Apple's incoming CEO drew a line on AI, telling Tom's Guide that technology serves the product, not the reverse, as rivals chase AI revenue in the tens of billions.
"We never think about shipping a technology. We always think about, 'How can we leverage technology to ship amazing products and features and experiences for our users?' So that's how we think about AI," John Ternus, then Apple's senior vice president of hardware engineering and now incoming chief executive, said in the April interview.
The contrast with peers is stark. Microsoft's AI business surpassed an annual revenue run rate of $37 billion, up 123% year-over-year, CEO Satya Nadella told investors. Alphabet's Google Cloud revenue grew 63% with backlog nearly doubling to more than $460 billion, CEO Sundar Pichai said. Meta CEO Mark Zuckerberg told shareholders his company is "on track to deliver personal superintelligence to billions of people."
The market is not rewarding the loudest voices. Microsoft shares are down 21% year-to-date, Meta off 14%, and Alphabet, up 16% YTD, has slipped 8% in the past month. Apple, by contrast, has gained 9% this year and 52% over the past 12 months, suggesting investors may already be pricing in a premium for restraint.
The Financial Foundation for Restraint
Ternus inherits a cash machine. Apple's March quarter delivered revenue of $111.18 billion, up 17% year-over-year, with diluted earnings per share of $2.01 against a $1.94 consensus — the eighth consecutive quarterly beat. Services hit an all-time record at $30.98 billion, and iPhone revenue reached $56.99 billion on what outgoing CEO Tim Cook called "extraordinary demand for the iPhone 17 lineup." The board authorized a new $100 billion buyback and raised the dividend 4% to $0.27 per share.
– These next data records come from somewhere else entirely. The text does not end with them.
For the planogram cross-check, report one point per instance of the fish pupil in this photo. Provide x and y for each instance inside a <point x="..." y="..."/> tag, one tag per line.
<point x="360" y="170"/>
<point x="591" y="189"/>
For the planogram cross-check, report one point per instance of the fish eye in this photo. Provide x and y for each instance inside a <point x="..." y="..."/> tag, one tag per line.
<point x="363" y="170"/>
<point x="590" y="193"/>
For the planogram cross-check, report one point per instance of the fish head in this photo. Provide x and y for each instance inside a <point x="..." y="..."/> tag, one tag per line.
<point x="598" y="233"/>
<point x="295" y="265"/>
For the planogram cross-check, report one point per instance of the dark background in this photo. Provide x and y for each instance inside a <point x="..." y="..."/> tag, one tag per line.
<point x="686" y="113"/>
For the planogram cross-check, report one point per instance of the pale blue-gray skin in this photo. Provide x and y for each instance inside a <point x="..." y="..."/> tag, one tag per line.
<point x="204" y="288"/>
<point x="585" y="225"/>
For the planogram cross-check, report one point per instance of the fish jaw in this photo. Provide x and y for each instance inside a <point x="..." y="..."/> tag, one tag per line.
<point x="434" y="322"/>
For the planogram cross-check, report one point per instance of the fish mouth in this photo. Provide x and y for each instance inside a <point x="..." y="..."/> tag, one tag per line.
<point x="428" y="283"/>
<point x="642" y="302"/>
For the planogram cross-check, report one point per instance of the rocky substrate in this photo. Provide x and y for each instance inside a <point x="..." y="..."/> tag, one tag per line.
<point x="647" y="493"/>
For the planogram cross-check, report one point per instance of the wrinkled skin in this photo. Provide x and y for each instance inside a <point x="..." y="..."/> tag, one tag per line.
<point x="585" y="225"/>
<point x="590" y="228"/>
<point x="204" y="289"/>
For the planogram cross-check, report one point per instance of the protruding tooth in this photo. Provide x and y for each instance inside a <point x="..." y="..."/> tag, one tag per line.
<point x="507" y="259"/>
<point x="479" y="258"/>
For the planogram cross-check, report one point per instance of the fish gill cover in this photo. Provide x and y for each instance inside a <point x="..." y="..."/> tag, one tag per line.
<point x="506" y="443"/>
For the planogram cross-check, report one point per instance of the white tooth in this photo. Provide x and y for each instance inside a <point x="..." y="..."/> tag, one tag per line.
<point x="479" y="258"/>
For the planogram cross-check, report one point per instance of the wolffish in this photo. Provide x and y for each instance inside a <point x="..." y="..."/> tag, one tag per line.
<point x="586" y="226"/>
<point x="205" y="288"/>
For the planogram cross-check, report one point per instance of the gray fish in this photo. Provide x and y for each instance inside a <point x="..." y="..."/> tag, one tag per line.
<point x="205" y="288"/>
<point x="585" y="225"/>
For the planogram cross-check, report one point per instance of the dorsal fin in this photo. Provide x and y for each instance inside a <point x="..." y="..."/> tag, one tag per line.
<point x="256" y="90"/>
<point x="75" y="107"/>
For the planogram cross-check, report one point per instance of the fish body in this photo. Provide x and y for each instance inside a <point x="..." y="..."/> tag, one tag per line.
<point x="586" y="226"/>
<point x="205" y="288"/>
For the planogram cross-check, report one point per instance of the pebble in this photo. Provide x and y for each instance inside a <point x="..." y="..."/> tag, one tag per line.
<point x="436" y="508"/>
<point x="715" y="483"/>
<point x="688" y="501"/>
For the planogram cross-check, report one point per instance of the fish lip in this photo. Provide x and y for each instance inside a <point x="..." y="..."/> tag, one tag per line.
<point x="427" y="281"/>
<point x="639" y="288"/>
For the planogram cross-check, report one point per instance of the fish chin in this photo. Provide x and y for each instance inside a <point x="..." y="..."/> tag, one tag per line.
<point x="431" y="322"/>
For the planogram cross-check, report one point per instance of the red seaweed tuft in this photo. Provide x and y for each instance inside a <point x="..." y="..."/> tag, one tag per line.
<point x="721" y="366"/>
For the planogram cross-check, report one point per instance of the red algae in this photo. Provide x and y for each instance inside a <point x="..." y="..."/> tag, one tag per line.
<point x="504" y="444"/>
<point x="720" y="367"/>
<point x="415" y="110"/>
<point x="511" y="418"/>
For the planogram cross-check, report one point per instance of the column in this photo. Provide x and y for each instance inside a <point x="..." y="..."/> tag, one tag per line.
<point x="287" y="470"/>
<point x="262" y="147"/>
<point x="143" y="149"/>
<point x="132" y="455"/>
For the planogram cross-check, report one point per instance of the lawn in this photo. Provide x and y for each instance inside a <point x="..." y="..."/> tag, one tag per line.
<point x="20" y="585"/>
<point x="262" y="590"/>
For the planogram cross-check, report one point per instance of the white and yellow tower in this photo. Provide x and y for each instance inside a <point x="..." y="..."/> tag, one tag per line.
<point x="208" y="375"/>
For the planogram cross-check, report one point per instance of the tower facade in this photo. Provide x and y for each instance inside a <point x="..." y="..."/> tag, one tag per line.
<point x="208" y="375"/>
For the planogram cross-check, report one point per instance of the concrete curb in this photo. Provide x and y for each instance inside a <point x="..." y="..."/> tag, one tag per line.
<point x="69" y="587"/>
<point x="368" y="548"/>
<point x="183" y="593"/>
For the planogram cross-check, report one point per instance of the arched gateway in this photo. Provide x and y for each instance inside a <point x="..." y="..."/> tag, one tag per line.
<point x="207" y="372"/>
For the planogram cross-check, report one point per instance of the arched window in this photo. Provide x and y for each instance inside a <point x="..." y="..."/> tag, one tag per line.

That financial firepower funds Ternus's ability to say no. Apple does not need a token-priced cloud business to justify its valuation. The company trades with 48 analysts covering it: 7 rate it Strong Buy, 23 say Buy, 15 Hold, 1 Sell and 2 Strong Sell.
Where Restraint Carries Risk
The strategy is not without cost. Apple Intelligence launched in 2024 to criticism, and the promised Siri upgrade has been delayed until iOS 27, expected in late 2026 or early 2027 — making it Ternus's first real test. Investors have grown tired of AI promises and want tangible progress, and the stock dipped after an underwhelming WWDC where AI features remained limited in key markets.
Meanwhile, Apple faces a separate cost pressure. Cook has warned that a global shortage of memory and storage chips — driven by AI data center buildout — is pushing component costs higher. TechInsights estimates Apple would need to add $270 to the next iPhone Pro to maintain profit margins. The iPhone 17 Pro starts at $1,099. Apple already paid a $250 million settlement earlier this year to end a false advertising lawsuit after failing to deliver promised AI features.
Ternus's wager is that shipping the right feature beats shipping the loudest one. The Sept. 1 handoff puts that bet on the clock. Apple shares, trading at roughly 28 times forward earnings, reflect investor confidence that the product-first approach will eventually pay off — but the market's patience has limits.
This article is for informational purposes only and does not constitute investment advice.